Back in the mid-'80s, when Bob and Harvey Weinstein were still a couple of scrappy up-and-comers and nobody much knew what an independent film was except for those who were making them, Walkow pulled together $200,000 to make a 35mm feature called The Trouble With Dick, a clever amalgam of farce and hothouse melodrama about a blocked sci-fi writer who unwisely enters into a ménage à trois with his wanton landlady and her equally hormonal teenage daughter. Walkow submitted the film to something called the United States Film Festival (then in its fourth year and soon to be rechristened as Sundance), where it was selected for the competition and ended up winning the Grand Jury Prize.

Never heard of it? Most haven't. That's because FilmDallas, the small independent distribution company that bought Dick in the wake of its festival win, folded before it got around to releasing the film. In fact, so few people ever saw Dick that former FilmDallas marketing head Bob Berney (now the president of Picturehouse) recently suggested to Walkow that he think about revisiting the material. Walkow did just that, and the result is Crashing, Walkow's fourth independent feature and the first-ever sequel to a Sundance Grand Jury Prize winner. Now, exactly 20 years after his first Park City premiere, Walkow has taken Crashing to Slamdance, the 13-year-old alterna-festival that offered Crashing a slot after Sundance gave it a pass.

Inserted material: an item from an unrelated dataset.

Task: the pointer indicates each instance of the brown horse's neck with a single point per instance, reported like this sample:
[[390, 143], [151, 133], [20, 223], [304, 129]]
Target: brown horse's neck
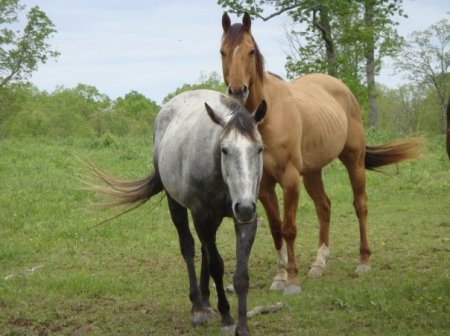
[[256, 94]]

As it happens, Walkow's career is littered with such twists of fate. After all the trouble with The Trouble With Dick and a few years spent directing for network television (including the cult Sledge Hammer! series), Walkow ventured back to Sundance in 1996 with an ingenious modern-day adaptation of Notes From Underground that immediately drew the interest of Fine Line Features President Mark Ordesky, who promised to return for a later screening with more studio brass in tow.

"It was like Raging Bull," Walkow recalls. "That was going to be my night, my shot at the title." But as luck would (or, rather, wouldn't) have it, the main event the night of Walkow's screening turned out to be the now-legendary Main Street tussle between Harvey Weinstein and New Line CEO Bob Shaye over their competing bids to purchase the movie Shine. Nobody from Fine Line or New Line showed up to see Notes From Underground (which was eventually released, two years later, by the small, Massachusetts-based Northern Arts Entertainment). "There were heavy snows that year, and the last day, when we were leaving Park City, I felt like I was Napoleon retreating from Russia," Walkow remembers, only half-jokingly.

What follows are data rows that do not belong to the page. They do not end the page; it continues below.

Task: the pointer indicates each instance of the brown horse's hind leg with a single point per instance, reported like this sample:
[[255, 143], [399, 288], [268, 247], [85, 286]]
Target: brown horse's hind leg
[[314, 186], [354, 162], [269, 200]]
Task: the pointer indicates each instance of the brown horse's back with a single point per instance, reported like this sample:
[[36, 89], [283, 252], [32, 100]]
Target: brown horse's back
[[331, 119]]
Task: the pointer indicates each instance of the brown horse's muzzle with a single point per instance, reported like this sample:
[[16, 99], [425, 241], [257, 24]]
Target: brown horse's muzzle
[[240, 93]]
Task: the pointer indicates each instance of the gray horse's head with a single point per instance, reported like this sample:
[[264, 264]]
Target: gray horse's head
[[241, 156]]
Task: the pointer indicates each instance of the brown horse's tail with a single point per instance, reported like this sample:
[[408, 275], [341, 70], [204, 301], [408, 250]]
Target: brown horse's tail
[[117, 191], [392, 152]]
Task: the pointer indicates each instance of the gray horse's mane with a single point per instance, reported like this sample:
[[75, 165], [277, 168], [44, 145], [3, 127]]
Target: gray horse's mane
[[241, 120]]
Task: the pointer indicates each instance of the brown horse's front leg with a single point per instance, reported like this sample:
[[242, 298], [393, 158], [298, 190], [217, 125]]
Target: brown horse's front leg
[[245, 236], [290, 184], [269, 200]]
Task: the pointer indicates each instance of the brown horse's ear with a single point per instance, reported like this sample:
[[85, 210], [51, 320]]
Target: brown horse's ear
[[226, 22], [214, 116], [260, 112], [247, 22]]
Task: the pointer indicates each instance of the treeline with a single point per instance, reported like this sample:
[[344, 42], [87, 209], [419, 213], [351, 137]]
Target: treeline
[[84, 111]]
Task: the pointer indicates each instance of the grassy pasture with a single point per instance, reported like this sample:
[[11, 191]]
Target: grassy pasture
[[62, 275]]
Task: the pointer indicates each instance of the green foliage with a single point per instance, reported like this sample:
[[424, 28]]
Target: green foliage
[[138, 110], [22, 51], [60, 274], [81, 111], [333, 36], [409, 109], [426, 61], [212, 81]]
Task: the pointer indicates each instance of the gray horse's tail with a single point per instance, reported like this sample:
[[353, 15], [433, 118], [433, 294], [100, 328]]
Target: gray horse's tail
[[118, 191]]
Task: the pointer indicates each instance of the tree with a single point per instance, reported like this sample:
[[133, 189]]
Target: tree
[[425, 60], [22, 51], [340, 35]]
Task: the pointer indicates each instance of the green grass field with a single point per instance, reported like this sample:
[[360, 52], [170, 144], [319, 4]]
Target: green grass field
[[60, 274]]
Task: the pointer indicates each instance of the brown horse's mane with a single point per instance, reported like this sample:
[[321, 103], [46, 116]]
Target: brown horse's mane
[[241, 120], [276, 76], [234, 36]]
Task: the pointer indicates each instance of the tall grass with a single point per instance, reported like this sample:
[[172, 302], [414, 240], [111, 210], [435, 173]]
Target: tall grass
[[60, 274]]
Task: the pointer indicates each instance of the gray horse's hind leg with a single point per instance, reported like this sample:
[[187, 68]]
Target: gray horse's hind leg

How fitting, then, that the very subject of Crashing turns out to be artistic perseverance, as another blocked writer (Campbell Scott), who once wrote a best-seller called The Trouble With Dick (the plot of which mirrors Walkow's earlier film), is cast out by his actress wife and takes up residence on the sofa of a couple of nubile coeds -- aspiring authoresses both -- who get his creative (and hormonal) juices flowing. In outline, the movie sounds like the kind of middle-aged male fantasy better suited to a therapy session than a movie screen, but Walkow is much smarter than that, and as Crashing plays out, it subverts our expectations at nearly every turn. It is, I think, the best thing Walkow has done -- funny and sexy, but also honest and lived-in and knowing of the way writers draw upon (and sometimes exploit) the people around them for inspiration. It's also, unlike a great deal of what passes for "independent" filmmaking nowadays, a movie independent not just in its financing, but in its thinking -- a highly personal vision expressed without a second thought given to box office, audience expectations or career advancement.